I'm 41 years old and I run 4 miles every day and average about 7 minute miles.
Nothing spectacular, but I make a habit of running and then doing weights immediately after.
Nice. How long have you been doing it? I think I could do a 7:30 mile but mile 2 would probably take 12:00.
Weights are another thing I would like to get started. It's more difficult for me than running because it takes so long to see visible results. With running I can do literally the same run a week apart, go look in my Garmin app and see measurable improvement.
I joined the track team in middle school but wasn't built for sprinting and completely inexperienced at distance, so I didn't get any coaching attention and never really learned pacing. Lost interest and didn't come back for high school. It wasn't until my 30s that I got a job that funded my HSA for meeting activity goals like number of 30 minute exercise sessions per month and getting so many steps a day so I bought a Garmin watch and did a beginner 5k training plan based on heart rate zones, and then I learned what different paces feel like. I did it every year when I lived in CO to warm up for high elevation hiking season where I'd usually do as many day hikes to 14,000' peaks that I could get away for in August and September. Then 2019 is when I thought hey...I'm doing all this training, I should try an actual race. I did it a couple months before changing jobs to working from home, my work/life balance went out the window and I didn't run again until this year.
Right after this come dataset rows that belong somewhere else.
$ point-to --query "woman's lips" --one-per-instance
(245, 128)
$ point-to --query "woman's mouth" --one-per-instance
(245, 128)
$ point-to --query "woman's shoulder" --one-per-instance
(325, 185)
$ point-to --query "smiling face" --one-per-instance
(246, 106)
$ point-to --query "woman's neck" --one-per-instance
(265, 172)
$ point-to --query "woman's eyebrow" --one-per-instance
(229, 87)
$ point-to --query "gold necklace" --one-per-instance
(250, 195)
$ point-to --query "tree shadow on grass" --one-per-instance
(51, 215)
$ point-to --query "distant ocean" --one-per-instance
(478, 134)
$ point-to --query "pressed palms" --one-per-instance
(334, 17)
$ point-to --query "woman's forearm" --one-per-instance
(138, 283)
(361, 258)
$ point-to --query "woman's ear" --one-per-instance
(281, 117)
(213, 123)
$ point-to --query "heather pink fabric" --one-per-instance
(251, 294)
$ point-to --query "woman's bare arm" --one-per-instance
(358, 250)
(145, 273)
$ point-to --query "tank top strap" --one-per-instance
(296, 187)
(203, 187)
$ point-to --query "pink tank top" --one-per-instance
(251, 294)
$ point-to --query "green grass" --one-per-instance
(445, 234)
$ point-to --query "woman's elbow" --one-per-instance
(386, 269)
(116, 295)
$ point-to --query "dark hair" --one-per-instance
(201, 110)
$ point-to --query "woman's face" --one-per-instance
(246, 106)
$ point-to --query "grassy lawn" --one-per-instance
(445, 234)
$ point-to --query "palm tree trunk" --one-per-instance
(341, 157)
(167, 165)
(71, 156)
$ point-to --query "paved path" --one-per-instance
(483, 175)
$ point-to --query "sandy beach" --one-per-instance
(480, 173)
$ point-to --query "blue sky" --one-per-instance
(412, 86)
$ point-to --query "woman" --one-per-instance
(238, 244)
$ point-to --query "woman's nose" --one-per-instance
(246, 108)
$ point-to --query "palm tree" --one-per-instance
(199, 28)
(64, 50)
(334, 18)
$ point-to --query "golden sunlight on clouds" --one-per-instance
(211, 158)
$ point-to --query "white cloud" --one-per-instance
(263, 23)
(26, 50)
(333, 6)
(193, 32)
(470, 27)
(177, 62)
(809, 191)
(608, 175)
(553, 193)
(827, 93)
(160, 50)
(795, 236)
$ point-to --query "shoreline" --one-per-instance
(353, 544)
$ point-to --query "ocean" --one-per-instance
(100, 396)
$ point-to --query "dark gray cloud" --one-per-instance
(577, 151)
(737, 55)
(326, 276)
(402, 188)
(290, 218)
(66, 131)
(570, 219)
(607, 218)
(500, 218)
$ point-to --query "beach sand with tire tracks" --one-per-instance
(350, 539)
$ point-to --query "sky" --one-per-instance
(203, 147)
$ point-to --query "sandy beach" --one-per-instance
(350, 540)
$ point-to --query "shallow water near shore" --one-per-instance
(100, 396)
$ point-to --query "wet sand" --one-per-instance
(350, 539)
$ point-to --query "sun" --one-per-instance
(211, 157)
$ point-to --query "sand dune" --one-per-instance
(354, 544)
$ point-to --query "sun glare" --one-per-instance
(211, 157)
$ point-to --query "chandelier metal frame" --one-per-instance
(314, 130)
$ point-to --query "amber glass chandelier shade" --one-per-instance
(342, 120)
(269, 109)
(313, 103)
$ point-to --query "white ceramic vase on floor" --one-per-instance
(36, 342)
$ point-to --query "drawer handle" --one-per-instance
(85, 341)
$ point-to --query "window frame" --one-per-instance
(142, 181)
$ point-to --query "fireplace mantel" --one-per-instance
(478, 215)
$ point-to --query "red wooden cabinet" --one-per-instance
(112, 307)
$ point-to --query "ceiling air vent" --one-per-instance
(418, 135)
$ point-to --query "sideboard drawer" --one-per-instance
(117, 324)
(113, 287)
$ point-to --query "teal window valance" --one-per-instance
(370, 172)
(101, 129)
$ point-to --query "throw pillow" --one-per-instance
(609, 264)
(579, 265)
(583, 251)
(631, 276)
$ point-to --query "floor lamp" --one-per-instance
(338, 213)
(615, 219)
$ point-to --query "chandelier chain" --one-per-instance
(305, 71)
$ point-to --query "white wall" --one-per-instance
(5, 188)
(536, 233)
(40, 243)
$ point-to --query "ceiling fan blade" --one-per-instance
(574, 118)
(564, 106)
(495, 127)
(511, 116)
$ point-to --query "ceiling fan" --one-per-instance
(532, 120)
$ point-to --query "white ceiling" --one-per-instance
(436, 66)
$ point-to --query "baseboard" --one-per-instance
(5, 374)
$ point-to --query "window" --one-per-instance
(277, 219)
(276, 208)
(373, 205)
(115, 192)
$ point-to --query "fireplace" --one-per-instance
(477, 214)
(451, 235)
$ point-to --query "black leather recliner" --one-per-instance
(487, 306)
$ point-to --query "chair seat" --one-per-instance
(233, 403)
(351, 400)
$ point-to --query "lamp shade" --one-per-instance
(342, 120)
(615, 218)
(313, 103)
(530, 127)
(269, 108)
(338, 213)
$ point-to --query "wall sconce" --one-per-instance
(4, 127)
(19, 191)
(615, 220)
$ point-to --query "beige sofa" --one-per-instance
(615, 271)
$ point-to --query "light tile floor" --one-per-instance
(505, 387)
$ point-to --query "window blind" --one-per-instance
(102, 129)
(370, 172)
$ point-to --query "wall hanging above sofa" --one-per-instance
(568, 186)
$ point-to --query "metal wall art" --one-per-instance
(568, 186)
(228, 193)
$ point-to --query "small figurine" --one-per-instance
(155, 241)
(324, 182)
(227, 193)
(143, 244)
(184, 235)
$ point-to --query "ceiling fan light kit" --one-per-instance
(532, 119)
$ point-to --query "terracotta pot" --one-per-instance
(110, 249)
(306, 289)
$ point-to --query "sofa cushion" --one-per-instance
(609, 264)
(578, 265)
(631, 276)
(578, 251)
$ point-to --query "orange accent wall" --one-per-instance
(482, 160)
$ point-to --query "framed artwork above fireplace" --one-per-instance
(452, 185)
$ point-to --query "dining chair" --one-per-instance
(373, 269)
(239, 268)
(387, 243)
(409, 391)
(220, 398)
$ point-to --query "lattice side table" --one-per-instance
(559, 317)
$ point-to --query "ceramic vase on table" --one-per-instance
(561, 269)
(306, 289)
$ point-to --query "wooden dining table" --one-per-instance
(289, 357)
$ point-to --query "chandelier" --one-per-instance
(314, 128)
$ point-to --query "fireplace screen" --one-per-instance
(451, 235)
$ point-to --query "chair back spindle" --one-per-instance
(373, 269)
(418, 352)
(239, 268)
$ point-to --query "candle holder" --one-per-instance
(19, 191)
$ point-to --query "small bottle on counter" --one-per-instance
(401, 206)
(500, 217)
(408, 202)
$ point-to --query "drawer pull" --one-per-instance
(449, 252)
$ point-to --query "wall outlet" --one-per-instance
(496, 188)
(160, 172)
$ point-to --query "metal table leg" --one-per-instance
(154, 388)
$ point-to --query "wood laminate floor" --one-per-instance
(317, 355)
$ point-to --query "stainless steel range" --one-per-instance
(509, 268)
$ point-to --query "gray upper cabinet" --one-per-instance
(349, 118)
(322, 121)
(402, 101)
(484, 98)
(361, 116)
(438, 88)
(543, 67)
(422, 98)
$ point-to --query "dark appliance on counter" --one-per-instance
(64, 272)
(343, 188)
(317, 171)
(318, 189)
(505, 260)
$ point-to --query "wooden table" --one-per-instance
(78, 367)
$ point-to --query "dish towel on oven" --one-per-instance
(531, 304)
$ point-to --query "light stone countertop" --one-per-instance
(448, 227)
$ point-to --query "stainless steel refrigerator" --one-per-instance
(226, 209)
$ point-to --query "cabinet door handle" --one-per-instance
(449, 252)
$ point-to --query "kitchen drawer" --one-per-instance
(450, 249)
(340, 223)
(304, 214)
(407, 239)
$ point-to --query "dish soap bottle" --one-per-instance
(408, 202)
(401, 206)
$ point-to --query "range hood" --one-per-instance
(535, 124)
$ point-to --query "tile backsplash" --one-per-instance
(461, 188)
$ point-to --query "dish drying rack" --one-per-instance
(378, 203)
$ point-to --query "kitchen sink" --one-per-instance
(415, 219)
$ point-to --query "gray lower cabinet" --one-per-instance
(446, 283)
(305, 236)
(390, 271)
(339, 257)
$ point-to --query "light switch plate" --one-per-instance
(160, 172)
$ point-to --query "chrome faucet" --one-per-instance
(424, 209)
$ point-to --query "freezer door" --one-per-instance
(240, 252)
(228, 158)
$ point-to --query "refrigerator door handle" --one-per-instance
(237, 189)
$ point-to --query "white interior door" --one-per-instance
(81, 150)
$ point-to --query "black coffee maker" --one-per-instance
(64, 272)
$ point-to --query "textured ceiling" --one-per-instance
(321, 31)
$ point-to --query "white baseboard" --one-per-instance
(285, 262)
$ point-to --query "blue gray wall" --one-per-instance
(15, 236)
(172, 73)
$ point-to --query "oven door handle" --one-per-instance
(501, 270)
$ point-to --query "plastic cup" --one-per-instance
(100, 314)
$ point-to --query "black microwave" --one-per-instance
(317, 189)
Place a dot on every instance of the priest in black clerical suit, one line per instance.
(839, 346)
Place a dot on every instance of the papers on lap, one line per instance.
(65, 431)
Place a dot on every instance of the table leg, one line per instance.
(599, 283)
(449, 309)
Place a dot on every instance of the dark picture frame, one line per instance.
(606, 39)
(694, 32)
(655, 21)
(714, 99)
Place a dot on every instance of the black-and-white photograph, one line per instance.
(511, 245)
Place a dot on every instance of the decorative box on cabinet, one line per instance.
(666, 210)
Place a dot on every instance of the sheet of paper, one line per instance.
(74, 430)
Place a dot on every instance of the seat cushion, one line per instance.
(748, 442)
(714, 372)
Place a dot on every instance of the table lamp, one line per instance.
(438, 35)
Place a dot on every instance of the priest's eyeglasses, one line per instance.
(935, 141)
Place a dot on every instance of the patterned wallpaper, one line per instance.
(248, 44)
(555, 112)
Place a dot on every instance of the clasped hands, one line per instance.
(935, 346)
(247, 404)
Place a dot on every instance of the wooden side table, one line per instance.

After yesterday I went home and immediately signed up for another one in September, and Monday I'm starting the Intermediate 5k plan on my Garmin.
I'd like to do a 5k under 26 minutes. In the two events I've done that would have been good for at least 2nd place in my age group. I got 4th this time, but it was only out of 11

and I was 4 minutes behind 3rd and 3 minutes slower than my own time in 2019. It was disappointing but I'm also 5 years older, 25 pounds heavier, and until 12 weeks ago a lot less active, and finding the balance between excuses and realism.
I had to force myself to start running but now it's addictive. I put my AirPods in and turn on worship music and it gets me in the zone.
My running music this year has been Theocracy. If you're not familiar, they're a Christian prog/thrash/power metal band. They've got some good 20 minute-ish songs that really make the run go by fast and work well with my step cadence, not to mention have some really cool lyrics. They'd be a good fit if a combination of Megadeth, Kansas, and DragonForce sounds like something you'd want to listen to.